Daily Mississippian, U. Mississippi via UWIRE

Economic trends already in place are working against obtaining a university degree.

It has nothing to do with an absence of academic discipline and much to do with funding at the federal and state level, which may terminate university education for too many prospective students.

“We have seen a decrease in money supplied from the state government for the past two decades,” said Larry Sparks, vice chancellor of administration and finance. “All 50 states now require some level of education funding from the federal government.”

Ole Miss has created alternatives to help students achieve and excel through education.

Larry Ridgeway, vice chancellor of student affairs, said the last freshman class increased by eight percent and is expecting to see another increase this fall.

“The University of Mississippi has seen a continual increase in enrollment,” Ridgeway said. “Last fall, the freshman class increased by eight percent and we expect another increase this fall.”

According to the Chronicle of Higher Education, universities nationwide are seeing a drop in graduation rates.

However, the U.S. is now ninth in the world for citizens who actually hold a college degree, President Barack Obama said in the State of the Union address on Jan. 25.

The government has made budget cuts in order to reduce the national deficit and pull the states out of the recession.

In the process, Obama’s budget plan for 2011 causes education to suffer in order to fund entitlement programs like Medicare and Social Security.

State governments have seen budget shortfalls and have responded with cuts in higher education. The University has a total revenue budget of $423.3 million for the 2010 fiscal year, according to its released statistics.

Only 18 percent of that requirement is covered by state tax dollars, according to those statistics.

Tuition and fees are expected to rise even as state funding decreases, Ridgeway said.

“State money now comes in the form of direct payments to students as financial aid,” he said. “The burden has been moved from the taxpayers to the users, from appropriations to tuition fees,”

Tuition payment is the largest source of funding for Ole Miss, making up 33 percent of the University’s revenue according to the information released by the University.

For its part, the federal government has stepped up in offering Pell Grants to students whose family income is less than $30,000 a year.

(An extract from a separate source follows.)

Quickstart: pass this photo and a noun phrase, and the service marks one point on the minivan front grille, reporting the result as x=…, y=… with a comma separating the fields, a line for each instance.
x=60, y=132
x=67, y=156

“Although Pell Grants do not cover all the tuition, they help lower the cost for families at the lower end of the economic spectrum who are still struggling,” Ridgeway said.

According to Sparks, as the national economy suffers and tuition costs increase, Ole Miss, like other universities across the country, is seeing an increase in students looking for financial aid while less assistance is being supplied from the government.

“A few years ago, Pell Grants were available to students who wanted to enroll in summer sessions, but not anymore,” Ridgeway said. “Now they are only available to students during the fall and spring terms.”

For some students unable to afford major universities, community colleges have become more appealing.

Northwest Community College in Southaven has partnered with Ole Miss and is involved in helping students finance their education at a lower cost.

“I chose to attend a community college because they offered less expensive courses and I could still technically graduate from Ole Miss,” Sarah Nahhas, a junior business major at Northwest Community College, said.

The University created a partnership and they share the campus, but funding is separate and unique, Sparks said.

Students can acquire an associate’s degree by taking courses below the 300 level at the community college for lower costs, then finish their education through Ole Miss at the Southhaven campus.

“Chancellor Sparks has created the Ole Miss Opportunity Program that is available this year for the first time,” Ridgeway said. “It bridges the gap for tuition and housing that is not already covered by the Pell Grant,”

In addition to the Pell Grant and other federal funding, Ole Miss has offered other forms of scholarships such as the Mississippi Tuition Grants Program and the Scholars Program since 1995.

“The economy is growing but progress is measured by the success of our own people by the jobs they can find and the quality of life they acquire,” Obama said in the 2011 State of the Union address.